We were soon joined by a couple who weren't local but who weren't tourists. Penny went over to investigate them and of course we got chatting. They like visiting the village because they find it so friendly. They were pensioners too so we had all the time in the world to sit and chat.
They were intrigued by my pipe as they had never seen one like it before. I said it was made by a friend in Belgium/France and agreed it was a little different. They wanted to know if I actually smoked tobacco in it and I said I did, or whatever else took my fancy and they laughed. But then their sausage egg and chips arrived to I put the pipe out, because I'm like that. I don't believe in smoking when others are eating, and I don't need any fucking laws that try to put manners on me.
Afterwards we talked about Dublin in the old days.
We talked of the glorious smell from Bewley's as they roasted the coffee beans in big tubs in the window.
We talked of the ships on the quays and how all three of us [Penny wasn’t born at the time] used to love to watch the ships unloading.

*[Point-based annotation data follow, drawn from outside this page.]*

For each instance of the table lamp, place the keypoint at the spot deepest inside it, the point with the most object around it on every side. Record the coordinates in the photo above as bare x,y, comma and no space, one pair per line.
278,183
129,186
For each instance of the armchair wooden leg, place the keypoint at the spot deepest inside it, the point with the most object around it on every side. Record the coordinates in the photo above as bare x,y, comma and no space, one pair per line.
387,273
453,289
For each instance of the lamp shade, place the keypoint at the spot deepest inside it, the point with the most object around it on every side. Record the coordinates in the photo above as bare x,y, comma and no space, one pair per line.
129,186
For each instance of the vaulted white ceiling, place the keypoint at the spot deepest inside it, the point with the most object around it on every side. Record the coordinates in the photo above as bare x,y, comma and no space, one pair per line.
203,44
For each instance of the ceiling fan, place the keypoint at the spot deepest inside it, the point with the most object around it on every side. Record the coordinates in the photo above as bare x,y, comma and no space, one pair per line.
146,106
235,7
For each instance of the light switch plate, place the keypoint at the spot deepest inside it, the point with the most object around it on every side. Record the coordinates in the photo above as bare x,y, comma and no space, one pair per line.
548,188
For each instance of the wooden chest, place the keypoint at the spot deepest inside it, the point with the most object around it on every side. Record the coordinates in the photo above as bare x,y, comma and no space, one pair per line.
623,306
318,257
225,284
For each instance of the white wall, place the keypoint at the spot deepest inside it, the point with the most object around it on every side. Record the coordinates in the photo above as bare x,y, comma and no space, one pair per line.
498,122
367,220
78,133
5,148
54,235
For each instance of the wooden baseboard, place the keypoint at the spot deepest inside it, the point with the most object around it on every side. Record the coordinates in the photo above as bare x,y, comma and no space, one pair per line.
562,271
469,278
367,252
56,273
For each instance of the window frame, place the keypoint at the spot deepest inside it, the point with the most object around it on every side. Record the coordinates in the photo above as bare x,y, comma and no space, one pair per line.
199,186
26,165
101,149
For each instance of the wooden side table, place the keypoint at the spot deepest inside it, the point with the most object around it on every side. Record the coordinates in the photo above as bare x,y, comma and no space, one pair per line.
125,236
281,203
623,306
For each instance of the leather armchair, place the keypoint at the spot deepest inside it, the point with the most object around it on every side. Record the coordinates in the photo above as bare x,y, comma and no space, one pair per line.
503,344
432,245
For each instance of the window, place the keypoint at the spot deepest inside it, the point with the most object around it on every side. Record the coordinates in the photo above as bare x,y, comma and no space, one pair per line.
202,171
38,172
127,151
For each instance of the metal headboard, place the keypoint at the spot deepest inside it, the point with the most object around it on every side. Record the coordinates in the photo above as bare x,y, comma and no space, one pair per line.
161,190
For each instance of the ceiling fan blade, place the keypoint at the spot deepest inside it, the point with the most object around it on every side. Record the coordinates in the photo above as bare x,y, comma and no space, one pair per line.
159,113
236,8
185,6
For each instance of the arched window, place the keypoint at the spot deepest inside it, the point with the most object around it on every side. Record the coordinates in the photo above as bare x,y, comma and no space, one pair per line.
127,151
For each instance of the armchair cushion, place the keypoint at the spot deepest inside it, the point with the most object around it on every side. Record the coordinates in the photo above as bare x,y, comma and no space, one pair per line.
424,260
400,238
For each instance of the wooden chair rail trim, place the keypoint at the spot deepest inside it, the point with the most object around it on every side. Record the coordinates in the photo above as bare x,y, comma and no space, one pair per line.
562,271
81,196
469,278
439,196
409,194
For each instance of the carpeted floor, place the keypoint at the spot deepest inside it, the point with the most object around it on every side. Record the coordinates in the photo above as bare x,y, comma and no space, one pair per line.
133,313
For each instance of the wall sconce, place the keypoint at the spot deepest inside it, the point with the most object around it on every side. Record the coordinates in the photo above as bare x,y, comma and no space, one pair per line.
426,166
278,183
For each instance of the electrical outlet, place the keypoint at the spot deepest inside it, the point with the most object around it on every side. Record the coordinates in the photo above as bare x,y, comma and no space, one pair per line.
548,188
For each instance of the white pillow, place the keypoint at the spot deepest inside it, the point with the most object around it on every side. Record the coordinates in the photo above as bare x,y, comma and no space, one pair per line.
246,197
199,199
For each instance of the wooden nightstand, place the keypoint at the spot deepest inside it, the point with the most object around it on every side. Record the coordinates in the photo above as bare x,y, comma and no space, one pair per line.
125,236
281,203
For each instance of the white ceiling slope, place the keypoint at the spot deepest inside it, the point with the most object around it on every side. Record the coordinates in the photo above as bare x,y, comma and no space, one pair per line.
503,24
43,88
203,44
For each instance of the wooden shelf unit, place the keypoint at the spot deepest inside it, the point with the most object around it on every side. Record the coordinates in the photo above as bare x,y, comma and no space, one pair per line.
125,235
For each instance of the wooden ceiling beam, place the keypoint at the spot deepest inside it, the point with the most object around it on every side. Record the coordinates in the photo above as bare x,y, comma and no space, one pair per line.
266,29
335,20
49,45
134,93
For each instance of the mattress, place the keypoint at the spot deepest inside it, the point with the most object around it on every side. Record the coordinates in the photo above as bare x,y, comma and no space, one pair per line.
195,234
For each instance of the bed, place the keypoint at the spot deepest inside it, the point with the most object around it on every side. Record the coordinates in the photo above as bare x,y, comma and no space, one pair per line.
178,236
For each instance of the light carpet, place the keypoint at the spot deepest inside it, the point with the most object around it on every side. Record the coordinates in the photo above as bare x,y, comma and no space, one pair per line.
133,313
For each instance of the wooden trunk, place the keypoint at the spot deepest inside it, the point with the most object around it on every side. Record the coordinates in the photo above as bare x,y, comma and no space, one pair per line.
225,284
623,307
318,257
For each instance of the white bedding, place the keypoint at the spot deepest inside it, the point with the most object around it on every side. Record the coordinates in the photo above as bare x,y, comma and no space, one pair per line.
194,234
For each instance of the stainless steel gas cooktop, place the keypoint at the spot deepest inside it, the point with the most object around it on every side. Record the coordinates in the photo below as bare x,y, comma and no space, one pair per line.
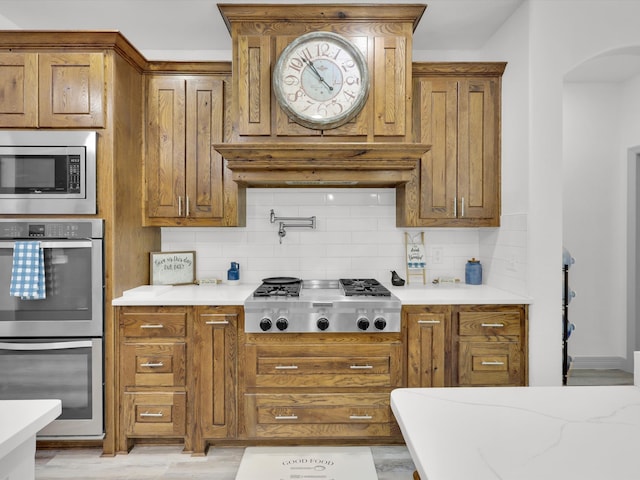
291,305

We talked of Grafton Street and how it used to be a great place until it was taken over by Big Name shops selling overpriced junk that you could get for a tenth the price over in Moore Street.
We talked of Moore Street itself and the fun and banter, and the noise and litter of the place before it was all regulated out of existence.
We agreed that Dublin was a dirtier and poorer place back in the Fifties, but that it had character. It has a sense of community. It was safer. It was a great place to live or visit.
So for a brief while, as the four of us sat in the sunshine supping our coffees [except Penny who was busily eating chips on the ground] we travelled back in time to a place that existed before people became over ambitious and greedy. We re-experienced the joys of a place before greed, avarice and over-regulation took over.
It was a bit of a jolt returning to modern times.